At the other end of scale came Ben Stokes' efforts at Cape Town in January 2016. He started the second day of the Test 74 not out and proceeded to smash 130 runs before lunch - the most by a batsman in Test history in the first session of play

Stokes hit 11 sixes en route to the fastest-ever Test 250 before his world-record sixth-wicket stand of 399 with Jonny Bairstow ended in a run-out.

Watch how Ben Stokes score the second-fastest double century in history on day two of the second Test against South Africa in Cape Town in 2016.

Australia's Adam Voges, meanwhile, was indulging in some heavy scoring of his own.

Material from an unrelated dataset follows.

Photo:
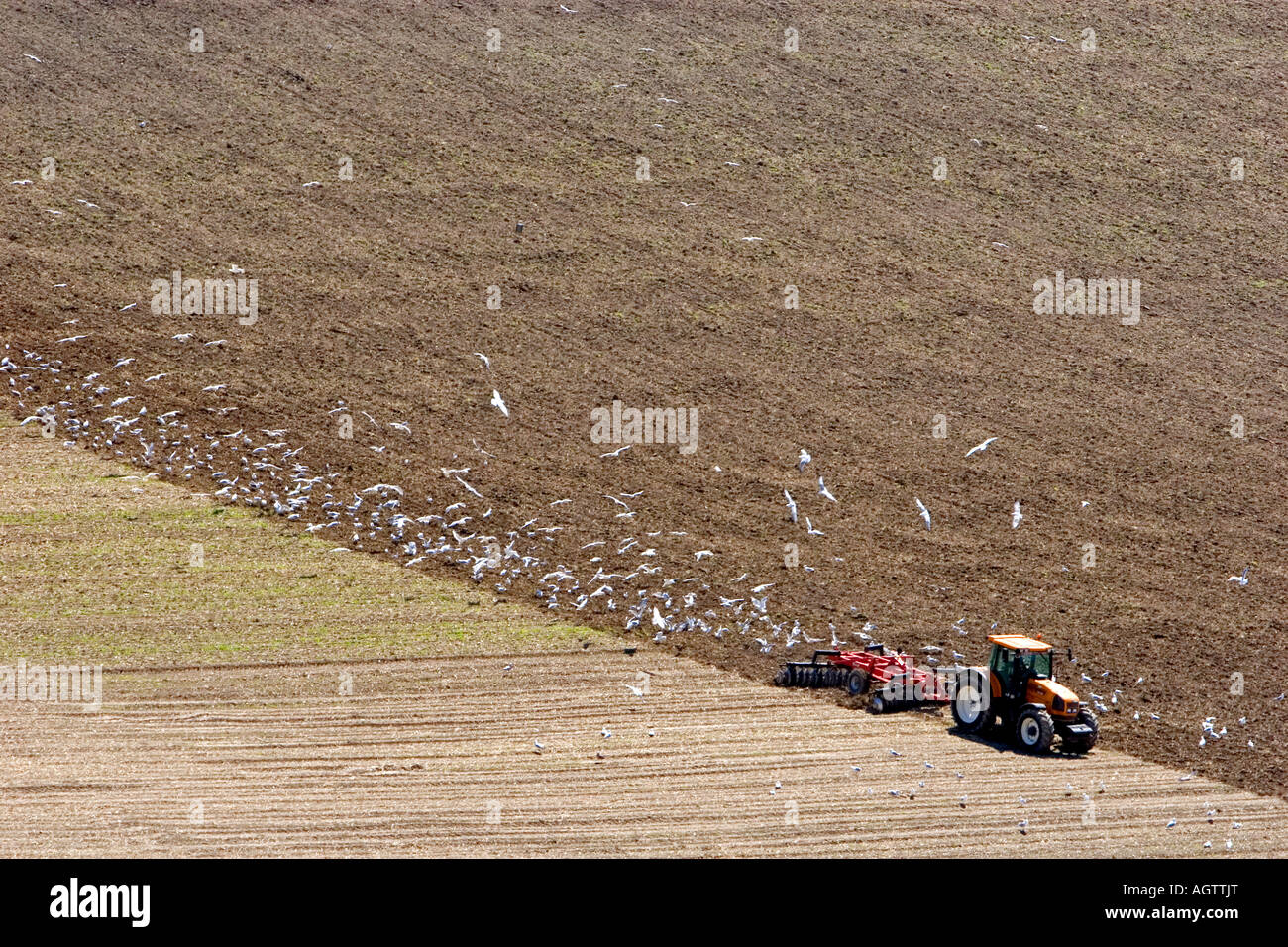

Having enjoyed the West Indies attack in late 2015 to the tune of 269 not out at Hobart and 106 not out at Melbourne, he continued in a similar vein once the new year started. Against New Zealand at Wellington, he struck 239 to extend his total of runs to 614 between dismissals, smashing the previous record of 497 set by Sachin Tendulkar in 2004.

If you thought the Delhi go-slow was slow, it had nothing on the goings-on at Pallekele in July 2016. Australia's tail were stubbornly trying to prevent Sri Lanka beating them in a Test for the first time since 1999 and it was up to the ninth-wicket pair of Steve O'Keefe - stricken by a hamstring injury which prevented him from running - and Peter Nevill.

A total of 154 deliveries passed without a run off the bat - the previous Test record of 92 balls having been set in 1950. However, it was all to no avail, as both batsmen fell and the match was lost.

One might have thought that the cupboard was pretty bare when Gareth Batty was recalled for England's tour of Bangladesh in late 2016. His last Test had come against Bangladesh at Durham in June 2005, and by the time he took the field at Chittagong, he had missed England's previous 142 Tests, setting a new record for any country.

Image: Gareth Batty went 142 Tests between appearances for England

Lastly, two long-standing first-class records were broken in the past few years.

In November 2017 Marco Marais reached his triple-century for Border against Eastern Province at East London from just 191 deliveries, beating the previous 221-ball record held by Charles Macartney since 1921.

Then, the following April, Shafiqullah Shafaq - playing for Kabul against Boost - reached his double-century from just 89 balls, obliterating the previous record which was jointly held by Ravi Shastri and Aneurin Donald.

Even in this era of Twenty20 cricket, these innings were pretty special.